Najważniejsze, że tego wszystkiego nie musimy się uczyć. Nasz organizm ma to „wgrane” od urodzenia. Wystarczy przestrzegać tych podstawowych zasad, które wymieniłem.
Ile czasu powinien spać dorosły człowiek?
Około 7-8 godzin. Jest to, oczywiście, uwarunkowane genetycznie, niektórzy potrzebują więcej, a inni nieco mniej snu, ale średnia jest właśnie taka.
A czy osoby aktywne fizycznie potrzebują snu więcej, albo może mniej niż przeciętny człowiek?
Badania wykazują, że osoby intensywnie uprawiające sport mają lepszą jakość snu, jest on głębszy i efektywniejszy, oczywiście jeśli przestrzegają podstawowych zasad higieny snu. Zapotrzebowanie na sen jest u nich zwykle nieco większe. Intensywność wysiłku wymaga jednak większej regeneracji.

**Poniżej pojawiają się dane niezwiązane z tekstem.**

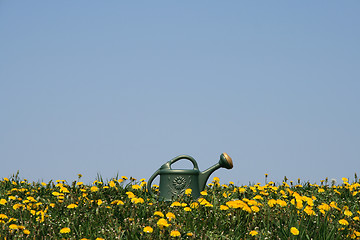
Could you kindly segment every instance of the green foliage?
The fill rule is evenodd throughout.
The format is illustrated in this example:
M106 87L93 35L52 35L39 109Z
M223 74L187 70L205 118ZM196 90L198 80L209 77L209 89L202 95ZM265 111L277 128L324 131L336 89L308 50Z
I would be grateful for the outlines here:
M0 239L360 239L357 178L291 186L287 179L235 186L214 178L200 199L174 202L151 197L143 179L80 180L4 178Z

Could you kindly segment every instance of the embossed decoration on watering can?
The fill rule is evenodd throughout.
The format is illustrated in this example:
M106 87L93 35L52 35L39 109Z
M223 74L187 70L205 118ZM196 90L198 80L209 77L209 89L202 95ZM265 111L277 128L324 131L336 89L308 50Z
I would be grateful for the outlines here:
M181 159L187 159L194 165L193 169L172 169L171 165ZM149 179L147 190L151 195L154 193L151 190L151 183L160 175L160 195L159 200L172 201L174 198L181 196L185 190L190 188L193 198L198 198L200 192L205 189L206 182L211 173L219 168L233 168L231 157L226 153L220 155L220 160L217 164L209 167L204 172L199 171L199 167L194 158L188 155L177 156L167 163L163 164Z

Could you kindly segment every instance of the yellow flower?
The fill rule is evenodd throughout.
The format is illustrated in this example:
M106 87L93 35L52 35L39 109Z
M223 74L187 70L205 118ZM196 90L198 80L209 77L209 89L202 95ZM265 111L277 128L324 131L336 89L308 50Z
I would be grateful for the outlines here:
M194 236L194 234L192 232L189 232L186 234L186 236L192 237L192 236Z
M319 188L319 189L318 189L318 192L319 192L319 193L325 192L325 189Z
M349 182L349 179L347 179L345 177L341 178L341 180L343 180L343 182Z
M179 202L173 202L170 207L181 207L181 203Z
M286 207L287 203L284 200L281 199L277 199L276 203L280 206L280 207Z
M348 217L351 217L351 216L353 215L352 212L349 211L349 210L345 210L345 211L344 211L344 214L345 214L346 216L348 216Z
M6 203L7 203L6 199L1 199L1 200L0 200L0 204L1 204L1 205L5 205Z
M27 230L27 229L24 229L23 232L24 232L25 235L29 235L29 234L30 234L30 231Z
M349 225L349 222L346 221L345 219L340 219L340 220L339 220L339 223L340 223L341 225L344 225L344 226Z
M125 176L121 176L122 179L127 180L128 178Z
M160 218L156 224L159 226L160 229L170 226L170 224L168 224L168 222L164 218Z
M141 187L137 184L131 186L132 189L140 189Z
M193 203L190 204L190 207L191 207L191 208L198 208L198 207L199 207L199 203L193 202Z
M103 238L96 238L95 240L104 240Z
M0 214L0 219L8 219L8 216L6 216L5 214Z
M71 232L71 230L70 230L70 228L68 228L68 227L62 228L62 229L60 230L60 233L69 233L69 232Z
M128 198L135 198L135 194L133 192L126 192Z
M172 236L172 237L180 237L181 234L180 234L179 231L173 230L173 231L171 231L170 236Z
M19 208L21 208L22 206L23 206L22 204L16 203L16 204L14 204L13 209L14 209L14 210L19 209Z
M220 210L228 210L229 207L225 205L220 205Z
M76 183L77 186L81 186L81 185L83 185L83 184L84 184L83 182L77 182L77 183Z
M270 200L268 201L268 205L269 205L270 207L273 207L276 203L277 203L277 201L276 201L275 199L270 199Z
M253 212L258 212L258 211L260 211L260 208L258 206L251 206L251 210Z
M191 192L192 192L191 188L188 188L188 189L185 190L185 194L186 194L186 195L190 195Z
M169 221L171 221L172 219L175 219L175 214L173 214L172 212L168 212L166 214L166 217L169 219Z
M253 199L256 199L256 200L263 200L264 198L260 195L256 195L255 197L253 197Z
M296 227L290 228L290 232L292 235L299 235L299 230Z
M359 221L360 220L360 218L358 216L353 217L353 219L354 219L354 221Z
M154 229L152 227L147 226L147 227L144 227L143 231L146 233L152 233L154 231Z
M103 203L103 201L102 201L101 199L98 199L98 200L96 201L96 204L97 204L98 206L100 206L102 203Z
M185 207L184 210L185 210L186 212L190 212L190 211L191 211L191 208Z
M76 205L76 204L74 204L74 203L72 203L72 204L70 204L70 205L67 206L67 208L77 208L77 207L78 207L78 205Z
M164 214L162 212L156 211L154 212L154 216L164 217Z
M246 192L246 189L245 188L239 188L239 193L244 193L244 192Z
M306 206L305 209L304 209L304 212L306 212L306 214L309 215L309 216L315 215L314 210L310 206Z
M255 236L255 235L257 235L257 234L258 234L258 232L257 232L257 231L255 231L255 230L253 230L253 231L249 232L249 234L250 234L251 236Z
M18 225L16 225L16 224L11 224L11 225L9 226L9 228L12 229L12 230L16 230L16 229L18 229L19 227L18 227Z
M99 188L98 188L97 186L92 186L92 187L90 188L90 191L92 191L92 192L97 192L97 191L99 191Z
M206 191L202 191L202 192L200 192L200 194L203 195L203 196L208 195Z
M214 181L214 182L220 182L220 179L219 179L218 177L214 177L214 178L213 178L213 181Z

Czy to prawda, że trening wykonany późno wieczorem utrudnia potem zaśnięcie z powodu silnego pobudzenia organizmu?
Tak. Przynajmniej trzy godziny przed snem nie powinno się uprawiać wysiłku fizycznego, ponieważ po treningu organizm jest w euforii, ma pobudzoną aktywację układu współczulnego, ma nadmiar kortyzolu, czyli hormonu stresu, którego poziom wieczorem powinien spadać, aby łatwiej było zasnąć.
Czy drzemka (jeśli ktoś może sobie na nią pozwolić) w ciągu dnia jest wskazana?

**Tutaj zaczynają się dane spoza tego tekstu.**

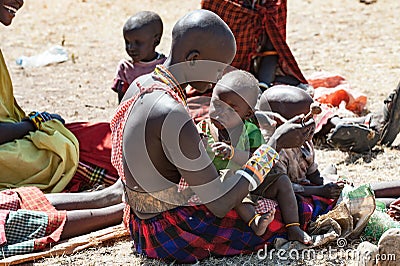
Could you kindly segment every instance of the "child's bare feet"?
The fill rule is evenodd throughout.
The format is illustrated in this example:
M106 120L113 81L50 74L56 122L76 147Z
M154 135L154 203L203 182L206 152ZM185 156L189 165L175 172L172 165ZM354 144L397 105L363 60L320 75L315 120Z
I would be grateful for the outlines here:
M257 217L255 221L251 224L251 229L258 236L262 236L267 230L268 225L274 220L275 209Z
M287 228L287 231L289 240L297 240L305 245L312 244L311 236L301 230L299 226L290 226Z

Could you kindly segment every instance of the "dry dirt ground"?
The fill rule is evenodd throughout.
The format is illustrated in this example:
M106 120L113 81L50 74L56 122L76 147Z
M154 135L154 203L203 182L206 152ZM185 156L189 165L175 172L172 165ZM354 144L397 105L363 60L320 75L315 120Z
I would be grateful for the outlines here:
M108 121L117 105L109 88L117 62L126 57L121 28L140 10L158 12L164 21L159 51L168 54L174 22L200 7L199 0L29 0L11 27L1 29L1 49L8 62L17 101L26 111L46 110L68 122ZM400 1L297 0L288 3L287 40L305 76L315 71L344 75L368 96L368 108L379 111L400 80ZM70 60L63 64L20 69L15 59L34 55L51 44L64 44ZM395 141L397 145L399 139ZM321 167L334 163L339 174L356 184L396 180L400 151L377 148L364 156L317 150ZM204 265L346 265L335 258L260 261L255 255L209 259ZM160 263L132 253L128 239L88 249L73 256L35 265L140 265Z

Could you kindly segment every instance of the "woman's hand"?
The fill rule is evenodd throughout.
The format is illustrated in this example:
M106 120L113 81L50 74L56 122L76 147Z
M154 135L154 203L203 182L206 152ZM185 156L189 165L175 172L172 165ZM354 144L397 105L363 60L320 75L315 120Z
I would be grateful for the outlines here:
M62 124L65 124L65 120L58 114L50 114L48 112L31 112L24 120L29 120L35 126L36 129L41 129L42 123L56 119Z
M301 124L304 115L298 115L279 126L268 141L268 145L276 151L284 148L296 148L312 137L315 130L315 121L310 119Z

Krótkie drzemki w dzień nie są niczym złym. Sprzyjają regeneracji mózgu. Ale pamiętajmy, żeby to były drzemki KRÓTKIE, trwające maksymalnie 30-45 minut. Jeśli ktoś o godzinie 17 kładzie się i śpi przez dwie godziny, to później nie zaśnie przynajmniej do północy. Dobra jest za to krótka drzemka w przedziale godzin 15-17, choć w naszych warunkach zawodowo-społecznych jest trudna do realizacji, bo większość z nas o tej porze pracuje.
Zaleca pan trzymanie się stałych pór chodzenia spać i wstawania. O której godzinie najlepiej jest udawać się na spoczynek?
Odpowiedzialna za dobry sen melatonina wydziela się o określonych porach. Najlepiej jest chodzić spać pomiędzy godziną 23 a północą i przy 7-godzinnym rytmie snu wstawać pomiędzy 6-7. Wtedy architektura snu jest najlepiej zachowana. Jest to jednak uwarunkowane genetycznie i nie ma stałego szablonu obowiązującego dla wszystkich.
A zatem... dobrej nocy, panie doktorze!
Dobranoc (uśmiech). Śpijmy regularnie i efektywnie!